Das zeigt zum einen die Distanz, die notwendig ist, um aus Ereignissen Geschichte werden zu lassen. Zum anderen wirft gerade der Stil von Eine Nacht, Markowitz jedoch die Frage auf, ob die gewitzte Lust am Fabulieren über fast 400 Seiten tragen kann, und nicht einfach bloß ermüdet, nervt und von der Handlung ablenkt.
Markowitz
Der Roman erzählt die Lebensgeschichten und Verwicklungen von drei Paaren, die alle in einem Dorf bei Tel Aviv leben. Im Zentrum dieses Reigens steht Markowitz, der in den vierziger Jahren des letzten Jahrtausends, als Mitglied einer jüdischen Widerstandsbewegung, den Auftrag bekommt, in Europa zwanzig Frauen vor der Shoa zu retten. Mithilfe von Scheinehen, die, zurück in Palästina, sofort wieder gelöst werden, kann die Bewegung die Frauen tatsächlich in Sicherheit bringen.
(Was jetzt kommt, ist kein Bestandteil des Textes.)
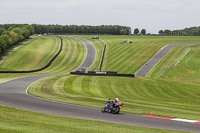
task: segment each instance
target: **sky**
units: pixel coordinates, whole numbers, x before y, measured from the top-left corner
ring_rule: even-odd
[[[177,30],[200,26],[200,0],[0,0],[0,24],[123,25]]]

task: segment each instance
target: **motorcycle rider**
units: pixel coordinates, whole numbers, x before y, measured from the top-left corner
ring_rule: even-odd
[[[120,103],[119,98],[115,98],[115,100],[109,100],[107,109],[112,109],[114,104],[119,104],[119,103]]]

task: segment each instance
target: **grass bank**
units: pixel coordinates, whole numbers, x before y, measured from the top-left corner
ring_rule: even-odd
[[[102,128],[103,127],[103,128]],[[29,133],[183,133],[171,130],[152,129],[126,126],[120,124],[75,119],[23,111],[0,106],[0,132],[29,132]]]
[[[102,108],[120,98],[123,112],[200,120],[200,86],[149,78],[55,76],[34,83],[28,92],[59,102]]]

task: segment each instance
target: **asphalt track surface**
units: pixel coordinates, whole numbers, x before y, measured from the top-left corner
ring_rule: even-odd
[[[157,54],[155,54],[147,63],[145,63],[136,73],[135,76],[146,76],[160,61],[167,55],[174,47],[182,45],[191,45],[196,43],[181,43],[170,44],[163,47]]]
[[[84,42],[84,44],[88,44],[89,46],[92,45],[90,42]],[[91,53],[96,53],[96,52],[93,51]],[[87,54],[89,55],[90,51],[88,51]],[[95,55],[91,56],[94,57]],[[87,56],[87,58],[90,58],[91,56]],[[84,67],[89,68],[90,66],[91,64],[89,64],[88,66],[85,64]],[[48,101],[27,94],[27,88],[32,83],[41,78],[53,75],[56,74],[28,76],[1,83],[0,104],[23,110],[41,112],[46,114],[54,114],[59,116],[112,122],[112,123],[119,123],[125,125],[133,125],[133,126],[200,132],[200,124],[150,118],[133,114],[125,114],[125,113],[120,113],[118,115],[101,113],[100,109]]]

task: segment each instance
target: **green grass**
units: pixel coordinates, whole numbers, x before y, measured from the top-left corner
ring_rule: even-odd
[[[86,57],[86,47],[81,41],[63,38],[63,50],[51,66],[38,73],[67,73],[78,68]]]
[[[103,40],[102,39],[92,39],[93,36],[89,36],[89,35],[87,35],[87,36],[85,36],[85,35],[80,36],[79,35],[77,37],[82,37],[82,38],[89,40],[94,45],[94,47],[96,48],[96,60],[95,60],[94,64],[90,67],[89,70],[96,68],[94,71],[98,71],[99,63],[100,63],[100,60],[101,60],[103,47],[104,47]]]
[[[91,68],[98,68],[103,42],[106,42],[107,49],[103,70],[117,71],[118,73],[135,73],[160,48],[167,44],[196,43],[200,41],[200,37],[100,36],[101,40],[92,40],[92,36],[80,37],[90,40],[97,50],[97,59]],[[133,44],[120,44],[121,41],[128,40],[128,38],[133,41]],[[56,40],[58,42],[57,45]],[[13,52],[7,61],[5,61],[6,63],[4,62],[4,64],[0,65],[0,70],[30,70],[40,68],[46,65],[46,62],[55,55],[59,49],[58,44],[58,38],[40,37]],[[63,37],[63,44],[64,51],[62,51],[61,55],[58,56],[50,68],[33,74],[69,72],[82,64],[86,55],[84,45],[80,41],[68,37]],[[180,48],[175,48],[174,51],[169,53],[166,59],[160,64],[160,66],[164,67],[161,70],[159,67],[155,68],[150,73],[150,77],[155,78],[160,71],[169,66],[185,50],[185,47]],[[122,111],[126,113],[150,114],[154,112],[155,115],[200,120],[200,102],[198,100],[200,98],[200,87],[197,85],[200,83],[198,68],[200,62],[198,58],[199,49],[194,48],[192,50],[197,54],[194,57],[195,59],[191,58],[191,55],[193,55],[192,51],[189,52],[176,67],[160,80],[142,77],[117,78],[62,75],[39,80],[28,91],[31,94],[46,99],[94,108],[102,108],[109,97],[119,97],[124,103]],[[0,82],[26,75],[29,74],[0,74]],[[163,79],[169,79],[169,81]],[[187,82],[190,84],[187,84]],[[113,129],[115,130],[114,127],[117,126],[114,125],[109,128],[107,125],[110,126],[110,124],[107,123],[102,124],[94,121],[58,116],[50,117],[50,115],[43,114],[41,114],[43,116],[40,119],[38,118],[40,117],[39,113],[25,113],[24,111],[12,110],[7,107],[2,107],[1,109],[5,109],[5,112],[9,112],[7,110],[11,111],[7,116],[10,116],[10,121],[6,121],[6,117],[5,119],[1,118],[2,121],[0,123],[4,125],[0,124],[2,125],[0,129],[4,132],[62,132],[63,130],[66,132],[99,132],[102,127],[107,129],[105,132],[110,132]],[[15,116],[17,112],[19,112],[19,117]],[[5,114],[1,113],[1,116]],[[25,114],[28,115],[26,116]],[[72,120],[76,120],[76,122],[70,123]],[[77,124],[80,124],[80,130],[77,128]],[[117,128],[116,131],[124,132],[125,128],[131,128],[127,132],[164,132],[163,130],[132,126],[123,126],[123,128]]]
[[[200,47],[192,48],[176,66],[170,69],[161,78],[179,82],[187,82],[190,84],[200,84],[199,66]]]
[[[0,106],[0,132],[29,133],[183,133],[171,130],[134,127],[23,111]]]
[[[172,49],[147,75],[147,77],[157,78],[162,72],[173,65],[188,49],[188,46],[179,46]]]
[[[28,92],[45,99],[102,108],[120,98],[123,112],[200,120],[200,86],[149,78],[54,76],[34,83]],[[181,113],[180,113],[181,112]]]
[[[82,42],[69,38],[63,38],[63,50],[49,68],[31,74],[0,74],[0,82],[13,78],[35,74],[67,73],[79,67],[86,56],[86,47]],[[57,43],[56,43],[57,41]],[[60,40],[54,36],[37,37],[31,43],[17,49],[0,64],[0,70],[33,70],[45,66],[58,52]],[[23,53],[23,54],[22,54]]]
[[[36,40],[12,52],[0,65],[0,70],[20,71],[41,68],[55,55],[59,46],[58,38],[37,37]]]
[[[80,36],[89,40],[92,36]],[[169,36],[100,36],[107,44],[102,70],[135,73],[163,46],[174,43],[195,43],[200,37]],[[120,44],[123,40],[132,44]],[[95,42],[94,42],[95,44]],[[103,47],[103,45],[102,45]],[[102,51],[102,50],[101,50]],[[101,54],[101,53],[100,53]]]

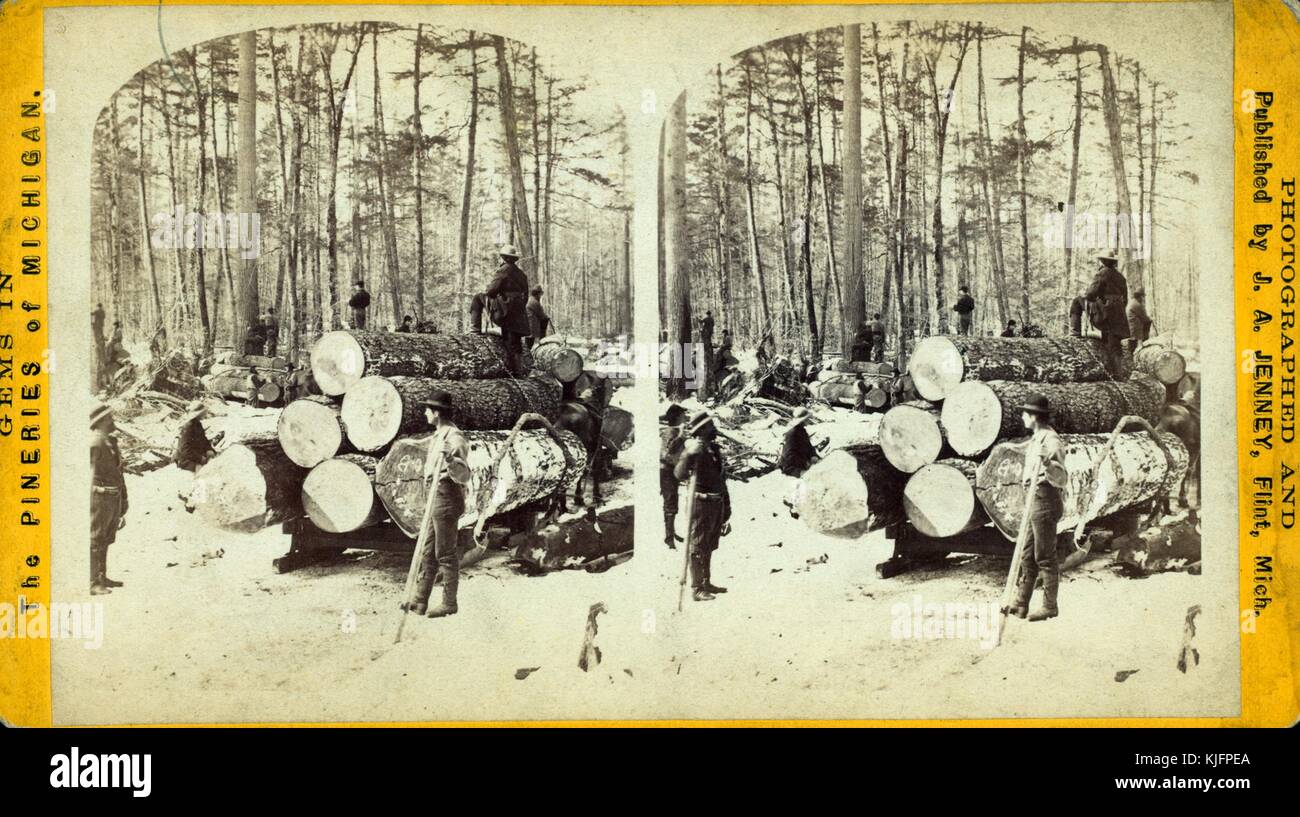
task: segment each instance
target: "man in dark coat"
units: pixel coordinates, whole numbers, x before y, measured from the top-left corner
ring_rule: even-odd
[[[1088,320],[1101,330],[1110,373],[1119,376],[1123,362],[1123,340],[1128,337],[1128,281],[1119,272],[1119,260],[1113,255],[1097,256],[1097,275],[1083,293]]]
[[[801,476],[816,462],[816,449],[806,428],[810,418],[809,410],[802,406],[790,414],[790,427],[781,442],[781,457],[776,461],[776,467],[786,476]]]
[[[663,500],[663,544],[670,550],[677,549],[681,539],[675,531],[677,519],[679,485],[673,470],[686,436],[681,425],[686,422],[686,410],[673,403],[659,418],[664,425],[659,429],[659,498]]]
[[[551,329],[551,316],[542,306],[542,288],[534,286],[528,298],[528,347],[532,349]]]
[[[108,546],[117,540],[117,531],[126,524],[126,479],[122,454],[113,436],[113,411],[100,403],[90,412],[90,595],[103,596],[121,582],[109,579]]]
[[[971,298],[971,288],[966,285],[958,286],[957,291],[961,293],[953,304],[953,311],[957,312],[957,333],[970,334],[975,319],[975,299]]]
[[[352,328],[365,329],[365,316],[370,310],[370,293],[365,291],[365,285],[358,278],[352,281],[352,297],[347,299],[347,306],[352,310]]]
[[[500,340],[506,345],[507,364],[519,372],[520,341],[528,336],[528,276],[519,268],[519,250],[506,245],[499,251],[500,267],[484,294],[493,323],[500,327]]]
[[[686,425],[688,440],[673,468],[679,481],[690,484],[696,476],[694,510],[690,537],[690,588],[696,601],[712,601],[725,587],[711,582],[714,550],[731,532],[731,494],[723,472],[723,451],[718,446],[718,428],[707,411],[697,412]]]

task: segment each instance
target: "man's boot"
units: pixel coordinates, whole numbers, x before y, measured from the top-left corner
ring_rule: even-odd
[[[456,614],[456,583],[443,582],[442,584],[442,604],[430,608],[426,615],[429,618],[442,618],[443,615]]]
[[[113,591],[109,589],[104,582],[104,548],[103,545],[90,546],[90,595],[91,596],[107,596]]]
[[[1061,574],[1058,570],[1043,571],[1043,606],[1030,614],[1031,622],[1041,622],[1057,617],[1056,601],[1060,584]]]

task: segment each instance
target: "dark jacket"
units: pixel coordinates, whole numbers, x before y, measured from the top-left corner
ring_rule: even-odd
[[[537,295],[529,295],[528,298],[528,333],[534,338],[543,338],[550,332],[551,316],[546,314],[546,307],[542,306],[541,299]]]
[[[502,332],[528,334],[528,276],[512,261],[502,261],[485,293],[493,320]]]
[[[1104,334],[1128,337],[1128,317],[1124,315],[1128,281],[1118,269],[1114,267],[1098,269],[1083,297],[1088,302],[1088,317],[1093,327],[1101,329]]]

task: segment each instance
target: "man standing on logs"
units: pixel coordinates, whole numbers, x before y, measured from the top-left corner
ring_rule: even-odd
[[[537,345],[551,329],[551,316],[542,306],[542,288],[534,286],[528,298],[528,347]]]
[[[712,578],[714,550],[723,536],[731,532],[731,494],[723,472],[723,451],[718,446],[718,428],[707,411],[690,418],[686,428],[689,440],[682,446],[681,458],[673,470],[679,481],[690,484],[696,476],[696,496],[686,546],[690,549],[690,588],[696,601],[712,601],[725,587],[718,587]]]
[[[971,288],[965,284],[958,286],[957,291],[961,293],[957,303],[953,304],[953,311],[957,312],[957,334],[970,334],[975,314],[975,299],[971,298]]]
[[[365,329],[365,315],[370,310],[370,293],[365,291],[365,285],[360,278],[352,281],[352,297],[347,306],[352,310],[352,328]]]
[[[491,286],[484,293],[493,323],[500,327],[500,340],[506,346],[506,364],[519,372],[520,342],[528,334],[528,276],[519,268],[519,250],[506,245],[499,251],[500,267]]]
[[[436,389],[424,403],[424,418],[433,427],[429,454],[424,461],[424,479],[433,509],[433,546],[425,541],[424,559],[416,580],[415,596],[403,609],[416,615],[442,618],[456,613],[456,589],[460,584],[460,550],[456,524],[465,513],[465,485],[469,484],[469,444],[452,422],[451,394]],[[442,574],[442,604],[429,608],[436,575]]]
[[[1101,332],[1106,367],[1118,377],[1123,360],[1122,343],[1128,337],[1128,316],[1124,315],[1128,281],[1119,272],[1119,259],[1114,255],[1098,255],[1097,263],[1097,275],[1083,298],[1088,307],[1088,320]]]
[[[1065,513],[1062,489],[1067,474],[1061,437],[1052,428],[1052,405],[1048,398],[1030,394],[1020,406],[1020,420],[1034,435],[1024,451],[1024,471],[1020,475],[1026,490],[1034,492],[1030,506],[1034,552],[1024,553],[1020,558],[1015,602],[1008,613],[1040,622],[1057,617],[1057,588],[1061,580],[1056,553],[1057,523]],[[1030,614],[1030,597],[1034,596],[1034,583],[1039,575],[1043,576],[1043,606]]]
[[[122,454],[113,432],[113,410],[99,403],[90,412],[90,595],[103,596],[122,587],[109,579],[108,546],[126,524],[126,479],[122,476]]]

Der unscheinbare Markowitz jedoch will seine Bella, die Schönste von ihnen, nicht wieder hergeben und bricht die Abmachung. Mit ihr zurück in Palästina verweigert er die Scheidung.
Die getäuschte Bella, die entsetzten FreundInnen, das ganze aufgebrachte Dorf, alle versuchen daraufhin, ihn umzustimmen. Umsonst. Markowitz beharrt auf seinem Recht und arrangiert sich mit seinem ruinierten Ruf.
Pomadig
In Eine Nacht, Markowitz, geht es um Sex, der lüstern und pomadig, um nicht zu sagen altbacken daherkommt, um die Liebe zwischen Männern und Frauen, die sich als weder verlässlich, noch dauerhaft erweist. Konsequent stammen die drei Kinder, die den Irrungen und Wirrungen der Erwachsenen entspringen, alle nicht von den vermeintlichen Eltern. Dem tragisch Absurden der Episoden stülpt die Autorin jedoch leider eine holzschnittartige Komik über, die weder Tiefgang noch Humor erzeugt. Sie lässt vielmehr übersehen, dass in der Zeit der Staatsgründung, mit seinen Flüchtlingen, seinen verstörten Seelen aus dem Inferno Europa, Menschliches tatsächlich nicht absurd genug sein konnte.
Oberflächlich
Auf Äußerlichkeiten zu beharren, nervt. Schnell ermüdet die LeserIn von stilistischen Wiederholungen, allen voran Markowitz Null-Acht-Fünfzehn-Gesicht, dem weder emotional noch psychologisch entsprochen wird. Die Figur ist weder uncharismatisch noch langweilig noch richtig spießig. Auch sein bester Freund, ein Hüne, der das Leben umarmt, wird vor allem anderen als wandelnder Schnauzbart charakterisiert, der sich zunächst durch Palästina und später, nach der Staatsgründung, durch ganz Israel vögelt. An keiner Stelle ist sein Treiben unerwünscht, im Gegenteil. Die Damenwelt des letzten Jahrtausends ist, angesichts des überdimensionalen Schnauzers, über die Romanlänge von 400 Seiten, unisono hin- und weg.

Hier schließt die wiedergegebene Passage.